Lelaki Tua itu pada akhirnya dapat membuktikan bahwa ia bisa mengubah ketidakberuntungannya dengan mendapatkan ikan besar di tengah laut. Tetapi darah ikan besar itu tercium oleh hiu-hiu dan terjadilah perkelahian antara Lelaki Tua dan hiu. Hiu-hiu itu berhasil dibunuhnya tetapi mereka sempat memakan sebagian ikan besar tangkapan Lelaki Tua itu dan hanya kepala, sebagian daging serta bagian belakang yang tersisa. Sesampai di darat tanpa menghiraukan ikan tangkapannya Lelaki Tua itu pergi ke gubuknya dan tidur.
            Begitulah kira-kira ringkasan cerita The Old Man and The Sea. Karena diterjemahkan dengan dua penerjemah yang berbeda tentu saja terdapat perbedaan pula dalam bentuk penyampaian ceritanya. Mengenai dua terjemahan The Old Man and The Sea yang diterjemahkan oleh Sapardi dan Dian maka terdapat pula perbedaan dalam gaya bercerita.
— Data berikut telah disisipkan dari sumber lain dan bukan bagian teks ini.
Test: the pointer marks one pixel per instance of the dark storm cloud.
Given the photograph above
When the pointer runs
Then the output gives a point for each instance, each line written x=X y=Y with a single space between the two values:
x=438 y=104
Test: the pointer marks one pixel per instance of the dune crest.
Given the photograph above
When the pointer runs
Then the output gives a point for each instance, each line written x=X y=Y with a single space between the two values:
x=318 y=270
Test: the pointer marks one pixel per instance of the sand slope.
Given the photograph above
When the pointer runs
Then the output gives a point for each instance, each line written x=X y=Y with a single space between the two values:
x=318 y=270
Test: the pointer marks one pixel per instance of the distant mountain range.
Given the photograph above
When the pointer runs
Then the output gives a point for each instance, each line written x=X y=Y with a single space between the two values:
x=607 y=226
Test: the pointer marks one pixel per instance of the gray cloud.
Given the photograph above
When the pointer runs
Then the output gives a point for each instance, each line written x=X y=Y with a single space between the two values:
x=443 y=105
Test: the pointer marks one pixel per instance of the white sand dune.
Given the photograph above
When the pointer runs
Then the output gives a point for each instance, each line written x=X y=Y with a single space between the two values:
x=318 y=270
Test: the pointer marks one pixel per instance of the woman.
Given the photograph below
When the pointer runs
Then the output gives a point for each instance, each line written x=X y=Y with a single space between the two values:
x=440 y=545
Dalam terjemahan Sapardi terdapat kalimat sebagai berikut :
Ia seorang lelaki tua yang sendiri saja dalam sebuah perahu menangkap ikan di Arus Teluk Meksiko dan kini sudah genap delapan puluh empat hari lamanya tidak berhasil menangkap seekor ikanpun. (Damono, 1983: 5)
Sedangkan Dian menerjemahkan sebagai berikut:
Adalah seorang lelaki tua yang pergi ke laut seorang diri dalam sebuah perahu di Arus Teluk Meksiko yang telah berlayar selama 84 hari tanpa membawa hasil ikan seekorpun. (Ellyati, 2008: 3)
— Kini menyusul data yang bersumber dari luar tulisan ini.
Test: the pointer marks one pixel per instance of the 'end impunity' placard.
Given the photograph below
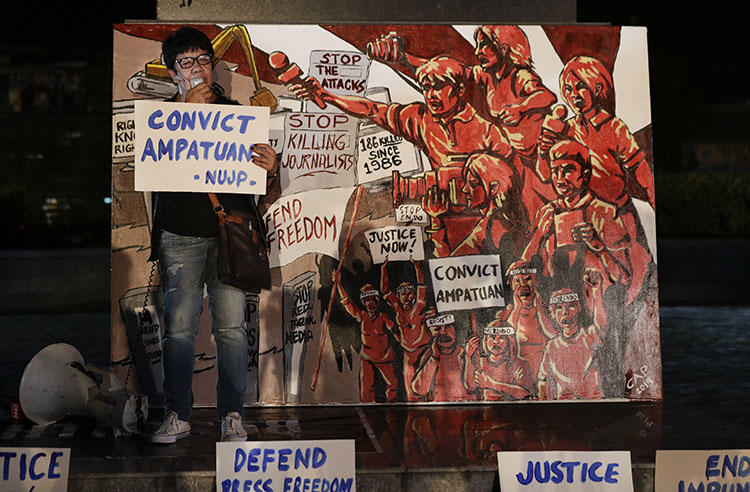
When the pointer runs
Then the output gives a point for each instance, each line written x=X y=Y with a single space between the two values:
x=574 y=471
x=286 y=466
x=199 y=147
x=704 y=470
x=37 y=469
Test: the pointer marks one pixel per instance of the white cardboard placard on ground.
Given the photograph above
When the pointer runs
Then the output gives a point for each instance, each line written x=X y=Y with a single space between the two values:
x=702 y=470
x=278 y=466
x=40 y=469
x=574 y=471
x=199 y=147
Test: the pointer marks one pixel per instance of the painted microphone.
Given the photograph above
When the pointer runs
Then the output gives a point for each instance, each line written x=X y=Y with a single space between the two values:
x=290 y=73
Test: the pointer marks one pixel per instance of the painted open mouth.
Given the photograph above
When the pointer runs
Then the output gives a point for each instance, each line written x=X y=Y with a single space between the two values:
x=436 y=104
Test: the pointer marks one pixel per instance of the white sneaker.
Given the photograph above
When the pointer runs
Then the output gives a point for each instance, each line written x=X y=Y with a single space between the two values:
x=231 y=428
x=171 y=429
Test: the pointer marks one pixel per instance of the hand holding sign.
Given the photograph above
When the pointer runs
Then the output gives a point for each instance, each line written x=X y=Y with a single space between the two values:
x=264 y=156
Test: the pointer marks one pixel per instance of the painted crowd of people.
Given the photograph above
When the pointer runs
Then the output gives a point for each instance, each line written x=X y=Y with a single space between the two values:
x=553 y=197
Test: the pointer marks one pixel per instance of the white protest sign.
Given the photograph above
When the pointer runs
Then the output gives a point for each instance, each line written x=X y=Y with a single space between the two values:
x=381 y=153
x=286 y=466
x=411 y=213
x=467 y=282
x=704 y=471
x=37 y=469
x=199 y=147
x=308 y=222
x=396 y=243
x=578 y=471
x=319 y=152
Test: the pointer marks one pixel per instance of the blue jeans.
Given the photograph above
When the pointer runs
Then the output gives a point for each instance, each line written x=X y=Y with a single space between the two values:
x=185 y=264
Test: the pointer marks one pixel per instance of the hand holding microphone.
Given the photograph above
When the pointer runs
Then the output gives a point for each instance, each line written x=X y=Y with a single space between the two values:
x=291 y=75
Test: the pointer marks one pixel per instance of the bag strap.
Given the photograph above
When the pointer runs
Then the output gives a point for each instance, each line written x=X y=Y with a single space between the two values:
x=224 y=217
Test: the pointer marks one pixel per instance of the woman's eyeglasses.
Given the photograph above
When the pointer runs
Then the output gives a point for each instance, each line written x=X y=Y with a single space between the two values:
x=188 y=61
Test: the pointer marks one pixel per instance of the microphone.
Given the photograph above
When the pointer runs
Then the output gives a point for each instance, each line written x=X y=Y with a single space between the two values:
x=555 y=122
x=290 y=73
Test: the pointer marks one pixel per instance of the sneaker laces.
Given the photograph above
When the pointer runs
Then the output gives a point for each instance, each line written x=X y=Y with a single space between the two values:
x=171 y=422
x=234 y=423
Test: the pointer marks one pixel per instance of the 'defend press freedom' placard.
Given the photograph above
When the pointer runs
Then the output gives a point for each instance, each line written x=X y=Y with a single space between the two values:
x=199 y=147
x=37 y=469
x=704 y=470
x=574 y=471
x=285 y=466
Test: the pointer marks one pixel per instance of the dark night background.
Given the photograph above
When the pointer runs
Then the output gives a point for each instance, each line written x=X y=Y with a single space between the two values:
x=55 y=113
x=55 y=134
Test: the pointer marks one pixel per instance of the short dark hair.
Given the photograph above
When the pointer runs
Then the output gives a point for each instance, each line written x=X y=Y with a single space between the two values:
x=182 y=40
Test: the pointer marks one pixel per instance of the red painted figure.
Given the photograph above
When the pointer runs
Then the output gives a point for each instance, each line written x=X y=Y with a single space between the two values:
x=569 y=369
x=578 y=230
x=514 y=97
x=376 y=351
x=491 y=188
x=527 y=314
x=408 y=302
x=495 y=369
x=444 y=126
x=587 y=87
x=439 y=367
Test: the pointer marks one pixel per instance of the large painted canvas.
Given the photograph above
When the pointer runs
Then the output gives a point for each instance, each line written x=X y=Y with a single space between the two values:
x=463 y=213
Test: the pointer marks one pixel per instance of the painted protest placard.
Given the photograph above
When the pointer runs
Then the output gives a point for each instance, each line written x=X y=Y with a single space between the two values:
x=467 y=282
x=308 y=222
x=411 y=213
x=37 y=469
x=319 y=152
x=199 y=147
x=339 y=72
x=575 y=471
x=702 y=471
x=286 y=466
x=395 y=243
x=380 y=153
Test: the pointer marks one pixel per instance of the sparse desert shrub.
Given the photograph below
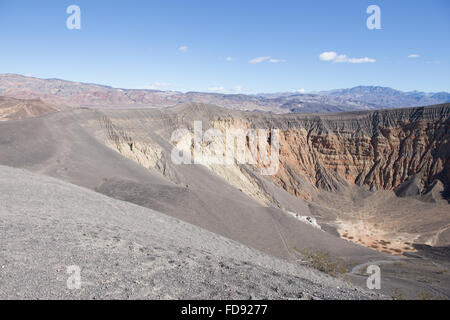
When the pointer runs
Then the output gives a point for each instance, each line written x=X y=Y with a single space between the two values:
x=398 y=295
x=323 y=262
x=423 y=295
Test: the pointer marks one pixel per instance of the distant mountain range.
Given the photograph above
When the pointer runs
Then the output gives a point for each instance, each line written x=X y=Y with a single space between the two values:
x=76 y=94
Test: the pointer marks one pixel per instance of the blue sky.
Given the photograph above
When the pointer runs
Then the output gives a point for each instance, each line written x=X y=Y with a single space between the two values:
x=208 y=45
            Jika dilihat memang sama saja apa yang mereka sampaikan. Tapi pada kata ‘sendiri saja’ dalam kalimat Sapardi dan ‘seorang diri’ dalam kalimat Dian terdapat perbedaan. Bagaimana Sapardi menggambarkan sosok Lelaki Tua yang sendiri saja dan Dian yang menggunakan kalimat sosok Lelaki Tua yang pergi ke laut seorang diri. Kata ‘sendiri saja’ yang berarti bahwa lelaki tua itu memang sendiri baik itu ketika dia di darat maupun di laut. Tetapi kata ‘seorang diri’ berarti bahwa lelaki tua itu seorang diri saja ketika pergi ke laut tetapi setelah kembali dari laut dia sudah tidak sendiri lagi
Ada lagi contoh pemilihan kata berbeda dalam terjemahan Sapardi dan Dian.
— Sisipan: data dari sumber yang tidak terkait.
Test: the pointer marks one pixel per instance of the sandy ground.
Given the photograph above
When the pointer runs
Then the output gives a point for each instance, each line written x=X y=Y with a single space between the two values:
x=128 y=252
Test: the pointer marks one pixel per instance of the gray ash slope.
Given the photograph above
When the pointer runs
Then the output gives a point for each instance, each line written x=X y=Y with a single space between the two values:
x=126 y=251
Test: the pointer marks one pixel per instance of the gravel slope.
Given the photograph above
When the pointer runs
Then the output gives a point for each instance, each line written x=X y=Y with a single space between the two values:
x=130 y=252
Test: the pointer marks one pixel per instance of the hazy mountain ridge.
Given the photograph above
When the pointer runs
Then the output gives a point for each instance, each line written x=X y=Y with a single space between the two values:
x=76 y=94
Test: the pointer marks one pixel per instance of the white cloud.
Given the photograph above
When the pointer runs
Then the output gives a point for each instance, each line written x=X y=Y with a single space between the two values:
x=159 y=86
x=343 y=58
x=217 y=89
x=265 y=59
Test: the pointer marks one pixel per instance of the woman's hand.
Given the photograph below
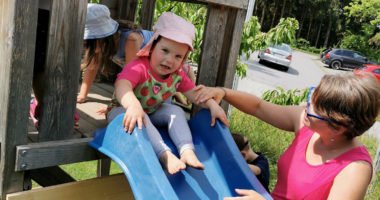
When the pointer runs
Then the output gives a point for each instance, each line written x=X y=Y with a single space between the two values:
x=217 y=112
x=134 y=114
x=246 y=195
x=203 y=93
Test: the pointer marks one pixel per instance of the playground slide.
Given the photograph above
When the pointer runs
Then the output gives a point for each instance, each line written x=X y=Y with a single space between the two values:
x=225 y=168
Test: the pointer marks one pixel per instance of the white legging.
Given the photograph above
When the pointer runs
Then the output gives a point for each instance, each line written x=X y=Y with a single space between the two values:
x=168 y=115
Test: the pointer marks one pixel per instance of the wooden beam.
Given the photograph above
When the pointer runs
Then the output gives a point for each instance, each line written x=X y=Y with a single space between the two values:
x=50 y=176
x=230 y=53
x=61 y=73
x=114 y=187
x=18 y=23
x=220 y=47
x=241 y=4
x=47 y=154
x=113 y=6
x=147 y=13
x=127 y=9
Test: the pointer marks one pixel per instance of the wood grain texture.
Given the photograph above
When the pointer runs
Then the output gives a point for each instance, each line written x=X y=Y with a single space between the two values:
x=18 y=22
x=47 y=154
x=127 y=9
x=241 y=4
x=114 y=187
x=147 y=13
x=61 y=73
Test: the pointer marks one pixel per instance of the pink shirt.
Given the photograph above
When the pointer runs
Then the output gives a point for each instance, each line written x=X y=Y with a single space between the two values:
x=137 y=73
x=299 y=180
x=150 y=89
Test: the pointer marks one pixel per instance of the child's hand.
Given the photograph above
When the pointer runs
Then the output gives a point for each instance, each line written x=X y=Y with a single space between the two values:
x=203 y=93
x=217 y=112
x=134 y=114
x=245 y=194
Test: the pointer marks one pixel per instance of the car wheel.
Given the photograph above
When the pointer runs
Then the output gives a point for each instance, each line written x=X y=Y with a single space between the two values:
x=285 y=69
x=336 y=64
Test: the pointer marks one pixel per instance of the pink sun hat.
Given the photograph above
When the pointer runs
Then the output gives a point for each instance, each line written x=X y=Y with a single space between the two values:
x=173 y=27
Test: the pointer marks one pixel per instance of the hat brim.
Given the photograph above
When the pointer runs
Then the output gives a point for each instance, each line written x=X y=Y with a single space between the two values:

“ya,” kata anak itu. “ Mau kau kutraktir bir di teras dan sesudah itu  kita bawa pulang perlengkapan ini?”
“kenapa tidak?” kata lelaki tua itu. “kita sama-sama nelayan.” (Damono, 1983: 7)
Berbeda dengan Sapardi, Dian menerjemahkannnya sebagai berikut :
“ya,” si bocah menjawab. ”Bolehkah aku menawarimu segelas bir di beranda dan kemudian kita akan membawa peralatan ke rumah.”
“ kenapa tidak?” lelaki tua itu berkata. “sebagai sesama lelaki.” (Ellyati, 2008: 4)
            Pada kalimat di atas dilihat Sapardi menggunakan kata ‘anak’ sementara Dian menggunakan kata ‘bocah’. Dalam KBBI anak berarti keturunan yang kedua sedangkan bocah berarti anak (kecil), kanak-kanak. Jika dikembalikan kepada contoh teks di atas, penggunaan kata ‘bocah’ dan ‘anak’ terasa berbeda maknanya. Bocah cenderung kepada anak-anak kecil yang masih polos (belum tahu apa-apa) sementara di dalam teks Manolin adalah seorang yang bukan anak kecil lagi bahkan sudah bisa berlayar dan minum bir.
            Kemudian pada kata ‘kita sama-sama nelayan’ oleh Sapardi dan kata ‘sebagai sesam lelaki’ oleh Dian juga terdapat perbedaan. Jika ‘nelayan’ bisa saja pada kedua jenis kelamin, yaitu lelaki dan perempuan tetapi ‘lelaki’ juga tidak semuanya nelayan. Namun dalam kasus ini penggunaan kata ‘kita sama-sama nelayan’ menunjukkan bahwa nelayan saja yang berhak untuk meminum bir. Sedangkan pada kata ‘lelaki’ terkesan seperti terlihat kelaki-lakiannya dengan menerima tawaran meminum bir tersebut. Tapi terlepas dari pemaknaan itu semua, semuanya dikembalikan lagi kepada pembaca mana yang terasa lebih enak.
Di luar dari siapapun sang penerjemah, masyarakat sebagai penikmat karya sastra membutuhkan penerjemah yang mampu menerjemahkan sebuah karya sastra dengan terjemahan yang baik. Di luar baik atau tidaknya terjemahan tersebut kita sebagai pembaca tidak bisa mengatakan terjemahan siapa yang benar dan yang salah. Karena setiap orang berbeda-beda dalam tingkat pemahaman dan cara menafsirkan sesuatu.